Non solo Bush la pensa così, e lo dice. Il Senatore Lieberman, antico ‘team mate’ di Albert Gore nel ticket presidenziale democratico che sfidò Bush-Cheney nel 2000 nonché competitore di Kerry alle primarie del 2004, ha scritto in un recente appassionato articolo apparso sul Wall Street Journal Europe del 29 novembre che sarebbe un “colossale errore” se gli americani abbandonassero gli iracheni (“cercando la disfatta fra le mascelle della vittoria imminente”, secondo un aforisma yankee) proprio ora che stanno migliorando drasticamente la loro condizioni e stanno “alzandosi in piedi” (standing) per difendersi da soli.

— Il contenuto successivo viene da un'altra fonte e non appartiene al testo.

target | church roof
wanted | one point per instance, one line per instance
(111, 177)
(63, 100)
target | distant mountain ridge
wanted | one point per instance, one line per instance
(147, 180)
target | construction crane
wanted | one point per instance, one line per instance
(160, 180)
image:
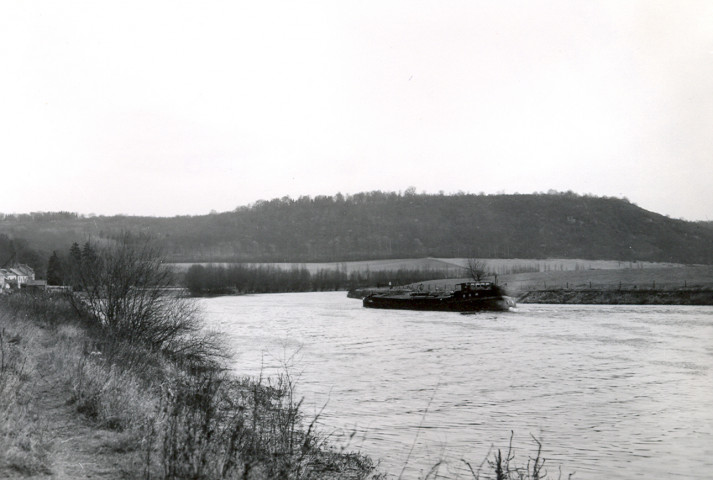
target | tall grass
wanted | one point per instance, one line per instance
(175, 417)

Ha aggiunto anche di essere “parecchio amareggiato nel vedere molti democratici più intenti a dare addosso a Bush per la sua entrata in guerra di tre anni fa – nonché molti repubblicani più preoccupati per la loro possibile non rielezione nel prossimo novembre – che realmente interessati, entrambe le categorie, a cosa succederà all’Iraq del futuro”.
L’articolo di Lieberman, che è ovviante inattaccabile sotto il profilo della correttezza istituzionale, costituisce uno degli esempi più luminosi di senso dello Stato e nobiltà politica che siano recentemente apparsi sulla scena americana e forse occidentale. Ha destato una profonda impressione in tutti coloro che l’hanno letto – in chi scrive, ad esempio – anche perché è apparso prima dell’intervento di Bush ad Annapolis. Il presidente l’ha citato nel suo discorso ma senza farsene un particolare vanto e questo torna a suo onore. Nessun commentatore liberal o democratico, per non parlare della sinistra internazionale, lo ha ripreso o commentato. E qui sta forse un altro corposo intoppo della vicenda irachena.
Come ha detto Lieberman, a costoro non sembra importare proprio niente dell’Iraq, del destino dei suoi abitanti, del progresso del Medio Oriente, della democratizzazione di popoli culturalmente arretrati e oppressi dai loro governanti (prima che da Israele o dall’Amerika), delle ripercussioni in altre parti del mondo di questa sfida terroristica all’unico poliziotto internazionale che abbia ancora la possibilità e la voglia di pattugliare la città globalizzata. Importa solo ribadire ossessivamente l’esecrazione a Bush, auspicare la disfatta sua e dei suoi epigoni planetari – costi quel che costi – e invocare la replica di una umiliazione ‘vietnamita’ per l’esercito americano. Simbolo quest’ultimo – secondo tali opinioni – di tutti gli immondi militarismi di questo mondo, a loro volta espressione di una condizione esistenziale fra le più esecrabili e sconce.
Con qualche sfumatura attenuata per quest’ultima posizione, dovuta più alla necessità tattica di ingraziarsi i soldati dei quali si sa a volte di poter aver bisogno, questi sono gli argomenti della sofisticata dialettica che si oppone più o meno ovunque alla “Strategia di Vittoria” americana in Iraq.
E’ difficile, in queste condizioni, non finire per trovarsi d’accordo con le conclusioni della medesima strategia, quali che siano stati gli errori passati e quali che siano le incongruenze presenti. Incrociando nel frattempo le dita.